Айлин так долго не жила, а существовала, что восторг от победы, ощущение собственной силы, пусть лишь минутное, и эндорфины ударяют ей в голову. Она начинает хохотать, несмотря на боль в животе, и на какое-то головокружительное мгновение не может остановиться. Но затем она делает медленный вдох, потом еще один и заставляет себя успокоиться. Она становится такой же чокнутой, как Женщина в Белом. Она и чувствует себя чокнутой. Но еще она чувствует, что Сан-Паулу все еще там, где-то в темноте, раненый.
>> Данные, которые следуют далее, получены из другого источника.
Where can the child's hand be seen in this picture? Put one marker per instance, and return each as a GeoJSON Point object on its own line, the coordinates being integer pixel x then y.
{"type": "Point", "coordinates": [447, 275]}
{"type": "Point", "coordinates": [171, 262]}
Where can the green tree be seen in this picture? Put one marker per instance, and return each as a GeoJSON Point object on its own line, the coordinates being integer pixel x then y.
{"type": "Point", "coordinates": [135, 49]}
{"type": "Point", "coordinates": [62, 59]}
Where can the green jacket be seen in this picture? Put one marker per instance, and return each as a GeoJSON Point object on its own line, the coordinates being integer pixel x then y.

Поэтому Айлин заставляет себя выпрямиться, вдыхает сквозь стиснутые зубы и, превозмогая боль, кричит ему:
– Держитесь от меня подальше. Или… или хуже будет.
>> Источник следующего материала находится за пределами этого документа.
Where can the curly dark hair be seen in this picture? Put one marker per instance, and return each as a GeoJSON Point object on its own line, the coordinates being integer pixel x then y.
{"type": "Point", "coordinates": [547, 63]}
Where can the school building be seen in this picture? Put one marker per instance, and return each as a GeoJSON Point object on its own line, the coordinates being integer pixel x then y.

Угрозу можно было придумать и покруче. Впрочем, Сан-Паулу не отвечает. Может быть, он потерял сознание или обиделся. Это неважно. Она победила.
Затем Айлин, с трудом передвигая ноги, направляется домой. Ее ребра ноют, кожа раскраснелась, а мысли скачут, как Даффи Дак, съехавший с катушек от радости. Когда она наконец подходит к дому, в нем горит свет, но ее отец не внутри, а на заднем дворе, берет показания у Коналла. Еще две полицейские машины подъезжают как раз в тот момент, когда Айлин идет по дорожке ко входу, но копы, похоже, не замечают ее и направляются к заднему двору. Кендра стоит у задней двери и наблюдает за происходящим. Никому и в голову не приходит проверить Айлин, которая должна спокойно спать у себя, поэтому она просто тихонько проскальзывает по лестнице наверх и идет в свою комнату.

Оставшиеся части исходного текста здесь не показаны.